Comprehensive Lancet review of hereditary haemochromatosis. Establishes prevalence in Northern European populations, the decades-long pre-clinical window in which transferrin saturation is measurable, and that phlebotomy initiated before cirrhosis restores normal life expectancy. Primary reference for disease biology and the HFE mutation mechanism.

2.Niederau C, Fischer R, Sonnenberg A, Stremmel W, Trampisch HJ, Strohmeyer G. “Survival and Causes of Death in Cirrhotic and in Noncirrhotic Patients with Primary Hemochromatosis.” N Engl J Med. 1985;313(20):1256–1262.

Landmark cohort demonstrating that hereditary haemochromatosis patients treated before cirrhosis achieve normal life expectancy, while those diagnosed after face 219-fold elevated liver cancer risk and 306-fold elevated cardiomyopathy risk. The foundational evidence that detection timing, not disease severity, determines outcome in haemochromatosis.

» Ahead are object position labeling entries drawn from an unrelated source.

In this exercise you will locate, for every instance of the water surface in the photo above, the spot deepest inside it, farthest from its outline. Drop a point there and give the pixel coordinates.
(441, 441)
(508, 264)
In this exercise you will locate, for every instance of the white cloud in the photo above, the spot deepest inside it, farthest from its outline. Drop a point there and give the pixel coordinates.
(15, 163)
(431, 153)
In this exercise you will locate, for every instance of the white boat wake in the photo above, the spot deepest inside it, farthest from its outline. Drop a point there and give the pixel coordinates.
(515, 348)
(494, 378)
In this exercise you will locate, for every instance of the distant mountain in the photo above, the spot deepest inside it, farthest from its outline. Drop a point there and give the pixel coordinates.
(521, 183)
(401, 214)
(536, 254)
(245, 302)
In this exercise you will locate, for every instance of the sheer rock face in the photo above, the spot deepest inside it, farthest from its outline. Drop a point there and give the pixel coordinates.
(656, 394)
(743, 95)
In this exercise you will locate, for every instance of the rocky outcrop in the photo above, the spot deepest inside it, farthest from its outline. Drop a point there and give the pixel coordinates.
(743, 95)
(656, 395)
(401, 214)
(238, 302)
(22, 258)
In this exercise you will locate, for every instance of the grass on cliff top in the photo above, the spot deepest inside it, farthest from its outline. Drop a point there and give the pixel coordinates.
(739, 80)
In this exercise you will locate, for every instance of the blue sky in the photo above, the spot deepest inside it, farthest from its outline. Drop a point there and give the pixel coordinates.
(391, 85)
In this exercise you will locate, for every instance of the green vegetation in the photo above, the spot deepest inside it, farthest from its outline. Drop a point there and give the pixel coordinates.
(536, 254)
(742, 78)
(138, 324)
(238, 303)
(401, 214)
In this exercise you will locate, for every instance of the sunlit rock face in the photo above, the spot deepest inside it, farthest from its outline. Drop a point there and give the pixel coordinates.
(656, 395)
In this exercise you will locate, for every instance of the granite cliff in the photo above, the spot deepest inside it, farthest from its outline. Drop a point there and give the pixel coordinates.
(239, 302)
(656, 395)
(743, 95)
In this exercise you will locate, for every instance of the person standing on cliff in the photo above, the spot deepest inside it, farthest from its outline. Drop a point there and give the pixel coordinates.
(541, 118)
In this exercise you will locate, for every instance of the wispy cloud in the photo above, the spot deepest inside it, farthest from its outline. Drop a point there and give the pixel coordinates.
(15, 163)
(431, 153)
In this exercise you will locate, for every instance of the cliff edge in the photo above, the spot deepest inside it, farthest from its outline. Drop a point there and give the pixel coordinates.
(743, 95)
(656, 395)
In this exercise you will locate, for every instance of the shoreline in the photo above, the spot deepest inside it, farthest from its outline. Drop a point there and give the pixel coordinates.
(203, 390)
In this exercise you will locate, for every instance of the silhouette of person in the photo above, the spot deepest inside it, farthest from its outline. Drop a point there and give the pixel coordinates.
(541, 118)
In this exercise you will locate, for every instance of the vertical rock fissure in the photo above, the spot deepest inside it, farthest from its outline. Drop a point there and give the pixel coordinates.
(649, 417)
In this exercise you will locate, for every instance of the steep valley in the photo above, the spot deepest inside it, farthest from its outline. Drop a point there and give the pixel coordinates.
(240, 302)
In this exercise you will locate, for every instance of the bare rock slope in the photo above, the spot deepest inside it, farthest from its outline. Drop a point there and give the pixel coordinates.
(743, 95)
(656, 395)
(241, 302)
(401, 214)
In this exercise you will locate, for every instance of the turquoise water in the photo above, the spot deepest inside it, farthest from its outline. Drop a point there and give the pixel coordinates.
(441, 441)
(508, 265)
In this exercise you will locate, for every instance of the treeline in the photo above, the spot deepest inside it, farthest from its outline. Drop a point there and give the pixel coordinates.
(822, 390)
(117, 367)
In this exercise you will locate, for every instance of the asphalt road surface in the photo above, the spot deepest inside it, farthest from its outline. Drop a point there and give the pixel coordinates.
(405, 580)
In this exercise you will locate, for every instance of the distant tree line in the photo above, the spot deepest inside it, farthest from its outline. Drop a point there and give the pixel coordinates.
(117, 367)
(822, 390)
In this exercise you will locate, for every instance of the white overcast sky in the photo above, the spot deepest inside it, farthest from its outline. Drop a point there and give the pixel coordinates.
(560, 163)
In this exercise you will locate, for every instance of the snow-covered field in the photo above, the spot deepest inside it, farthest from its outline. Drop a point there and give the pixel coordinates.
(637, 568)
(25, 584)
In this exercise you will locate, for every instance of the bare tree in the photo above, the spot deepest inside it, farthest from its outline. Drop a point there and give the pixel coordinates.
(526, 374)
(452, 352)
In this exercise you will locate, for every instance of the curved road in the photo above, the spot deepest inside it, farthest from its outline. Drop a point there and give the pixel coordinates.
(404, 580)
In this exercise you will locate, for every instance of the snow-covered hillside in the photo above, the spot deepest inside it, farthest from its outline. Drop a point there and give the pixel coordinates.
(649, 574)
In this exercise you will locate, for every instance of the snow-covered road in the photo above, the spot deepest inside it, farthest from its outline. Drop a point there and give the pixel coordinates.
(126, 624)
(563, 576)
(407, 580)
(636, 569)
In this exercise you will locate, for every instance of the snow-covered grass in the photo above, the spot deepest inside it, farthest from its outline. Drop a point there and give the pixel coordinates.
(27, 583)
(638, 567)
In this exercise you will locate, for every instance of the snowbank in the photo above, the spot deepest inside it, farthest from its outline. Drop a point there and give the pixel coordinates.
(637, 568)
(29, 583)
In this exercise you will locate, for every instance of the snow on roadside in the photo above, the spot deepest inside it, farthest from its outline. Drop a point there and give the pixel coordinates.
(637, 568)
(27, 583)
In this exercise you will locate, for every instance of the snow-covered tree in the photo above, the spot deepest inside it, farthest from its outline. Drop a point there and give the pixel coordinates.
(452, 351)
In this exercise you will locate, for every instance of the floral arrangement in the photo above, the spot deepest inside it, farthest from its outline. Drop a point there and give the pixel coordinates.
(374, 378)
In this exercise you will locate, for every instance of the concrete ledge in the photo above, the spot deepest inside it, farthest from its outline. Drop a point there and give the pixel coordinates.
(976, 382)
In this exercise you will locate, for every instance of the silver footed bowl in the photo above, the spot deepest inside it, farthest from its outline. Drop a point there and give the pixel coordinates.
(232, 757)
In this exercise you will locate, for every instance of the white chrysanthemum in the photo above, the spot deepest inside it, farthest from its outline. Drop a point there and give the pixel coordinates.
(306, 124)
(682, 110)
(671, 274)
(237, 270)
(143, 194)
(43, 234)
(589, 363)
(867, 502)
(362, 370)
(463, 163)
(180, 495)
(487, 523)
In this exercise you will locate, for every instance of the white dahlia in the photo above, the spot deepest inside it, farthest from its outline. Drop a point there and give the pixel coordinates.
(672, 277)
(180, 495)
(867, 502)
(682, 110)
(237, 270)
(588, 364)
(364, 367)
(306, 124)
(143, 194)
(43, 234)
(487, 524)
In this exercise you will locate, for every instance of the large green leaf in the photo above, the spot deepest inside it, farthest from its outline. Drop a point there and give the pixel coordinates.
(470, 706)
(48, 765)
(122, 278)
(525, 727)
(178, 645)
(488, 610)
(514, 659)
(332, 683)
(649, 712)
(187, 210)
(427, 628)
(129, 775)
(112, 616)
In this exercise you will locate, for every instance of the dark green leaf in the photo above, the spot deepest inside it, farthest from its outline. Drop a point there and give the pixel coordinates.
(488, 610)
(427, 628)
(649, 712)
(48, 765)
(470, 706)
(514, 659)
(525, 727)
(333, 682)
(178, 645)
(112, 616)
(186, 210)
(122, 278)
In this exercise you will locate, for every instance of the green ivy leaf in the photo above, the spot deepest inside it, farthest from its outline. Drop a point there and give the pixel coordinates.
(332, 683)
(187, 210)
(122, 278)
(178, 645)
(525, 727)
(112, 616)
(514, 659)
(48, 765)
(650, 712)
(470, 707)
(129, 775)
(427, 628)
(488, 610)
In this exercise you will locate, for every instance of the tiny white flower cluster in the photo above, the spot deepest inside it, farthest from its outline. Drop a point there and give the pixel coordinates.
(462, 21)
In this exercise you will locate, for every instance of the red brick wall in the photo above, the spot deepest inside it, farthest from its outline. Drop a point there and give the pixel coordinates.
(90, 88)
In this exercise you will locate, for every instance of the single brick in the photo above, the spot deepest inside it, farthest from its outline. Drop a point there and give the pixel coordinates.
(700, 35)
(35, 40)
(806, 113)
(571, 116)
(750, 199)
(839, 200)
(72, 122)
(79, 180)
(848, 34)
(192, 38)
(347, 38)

3.Adams PC, Barton JC, McLaren GD, et al. “Screening for Iron Overload: Lessons from the HEmochromatosis and IRon Overload Screening (HEIRS) Study.” Can J Gastroenterol. 2009;23(11):769–772.

HEIRS Study screening >100,000 individuals confirming transferrin saturation sensitivity of 75% for C282Y homozygotes. Establishes the feasibility of population-level iron overload screening and provides the dataset used for the Martins Conde machine learning algorithm validation.

4.Martins Conde P, Sauter T, Nguyen TP. “An Efficient Machine Learning-Based Approach for Screening Individuals at Risk of Hereditary Haemochromatosis.” Sci Rep. 2020;10:20613.

XGBoost achieving AUC 0.94 on HEIRS family study data (254 cases, 701 controls) using ferritin, transferrin saturation, MCV, ALT, AST, serum iron, and HFE genotype. Outperforms the IRON screening score. The primary peer-reviewed machine learning evidence for haemochromatosis detection from routine blood parameters.